In the program code above, myLight is set to pin 11. Following that in the setup function we have set this myLight to an output mode because it is used to send the digital signal to the LED. The Serial.begin(9600) is required to set up the serial data transfer from Arduino to PC for serial monitoring the value read into the arduino. In the main loop, we have first declared a variable myLDR. The analogRead(A0) function reads in the analog signal value at pin A0. How to read analog signal into Arduino explains in details how to use this analogRead function. The instantaneous analog signal that are read in are saved into the variable myLDR. Now we can manipulate the variable. The Serial.println(myLDR) for example is used to display the values read into the microcontroller on the serial monitor(see the video below).
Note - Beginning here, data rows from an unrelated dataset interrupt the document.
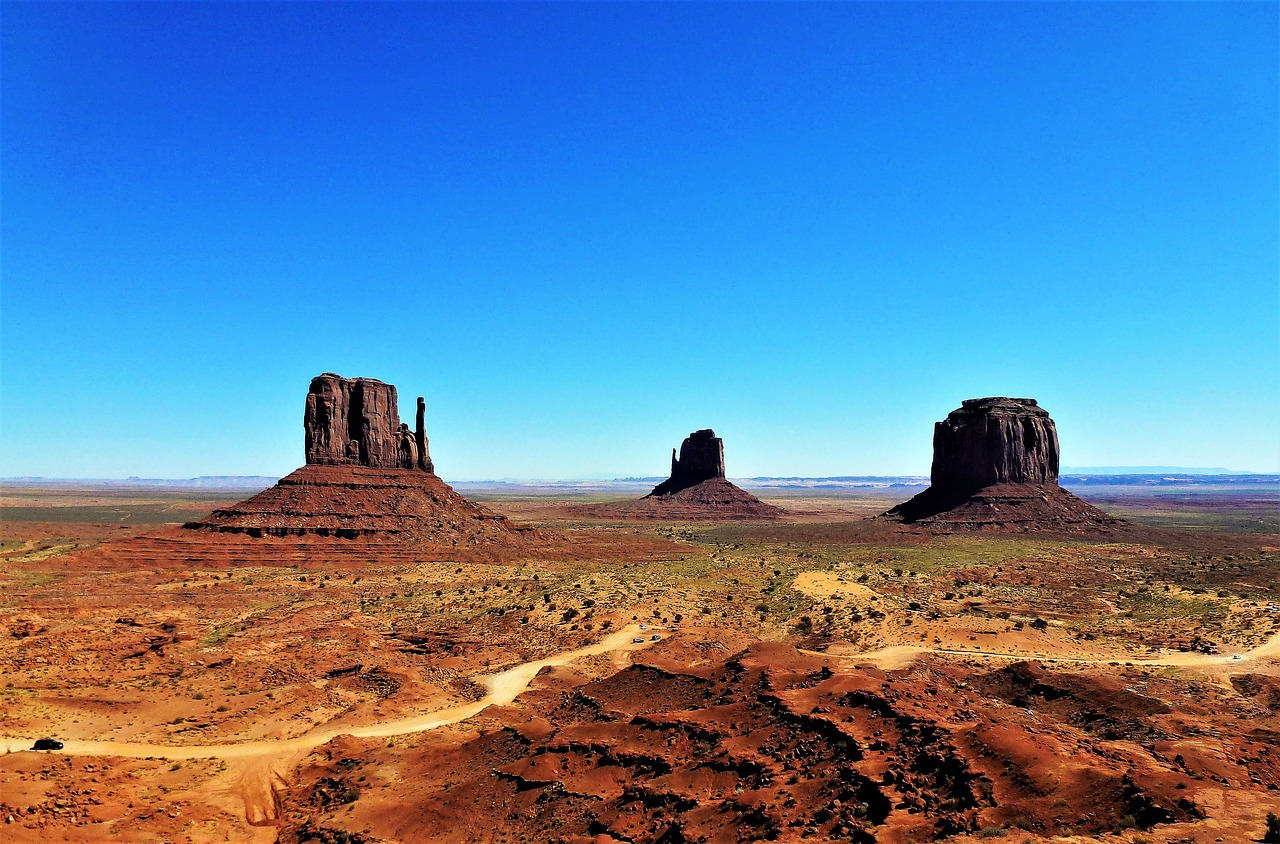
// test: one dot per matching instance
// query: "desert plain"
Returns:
(813, 676)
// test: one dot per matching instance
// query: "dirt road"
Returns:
(502, 688)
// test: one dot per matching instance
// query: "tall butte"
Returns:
(698, 488)
(995, 465)
(366, 475)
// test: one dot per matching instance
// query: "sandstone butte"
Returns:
(695, 489)
(366, 475)
(995, 466)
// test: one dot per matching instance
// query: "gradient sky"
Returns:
(583, 231)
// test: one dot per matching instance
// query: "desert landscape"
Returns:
(361, 653)
(720, 421)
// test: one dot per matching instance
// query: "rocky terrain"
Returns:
(995, 468)
(360, 655)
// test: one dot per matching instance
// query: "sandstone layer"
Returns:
(995, 466)
(355, 501)
(695, 491)
(356, 421)
(702, 457)
(366, 477)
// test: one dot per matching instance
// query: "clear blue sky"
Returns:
(583, 231)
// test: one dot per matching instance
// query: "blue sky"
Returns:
(583, 231)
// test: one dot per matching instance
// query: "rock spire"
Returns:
(995, 465)
(702, 457)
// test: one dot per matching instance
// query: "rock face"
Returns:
(995, 465)
(366, 475)
(355, 421)
(702, 457)
(696, 489)
(993, 441)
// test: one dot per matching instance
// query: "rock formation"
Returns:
(995, 465)
(702, 457)
(366, 474)
(355, 421)
(696, 489)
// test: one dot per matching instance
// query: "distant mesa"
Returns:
(696, 489)
(995, 465)
(366, 475)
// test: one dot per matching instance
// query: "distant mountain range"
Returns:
(1150, 470)
(1072, 475)
(204, 482)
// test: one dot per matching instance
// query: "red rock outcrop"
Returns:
(702, 457)
(368, 475)
(695, 491)
(355, 421)
(995, 465)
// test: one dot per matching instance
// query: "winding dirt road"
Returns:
(507, 685)
(502, 689)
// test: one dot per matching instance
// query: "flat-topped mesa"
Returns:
(995, 466)
(702, 457)
(355, 421)
(993, 441)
Then next we have used the myLDR to compare with 512. If it is greater than 512 we will turn on the LED else we will keep it off. This requires us to use the digitalWrite function.

Video Demonstration

Now the following video shows how it actually works. You will see that the LED will turn ON if the amount of light is increased otherwise it will stay off.


Tips and Conclusion

In this way we demonstrated how you can turn on and off a LED according to amount of light using LDR(Light Dependent Resistor). We also gave you the program code or sketch in arduino language for doin this. We can further modify the code and circuit so that we can change the brightness of the LED according to amount of light falling on the LDR. This requires us to use the PWM technique. PWM(Pulse Width Modulation) is used to send different length of digital signal which corresponds to amplitude voltage level. We have shown this for controlling a DC motor in How to control DC motor using PWM from Arduino. This is not only possible for LED but we could use it to control the light from a larger bulb. Such techniques can be used to automatically control brightness in certain places, for example a room or a box. For example, there are certain experiments where constant brightness is required. In such cases this control technique can be used.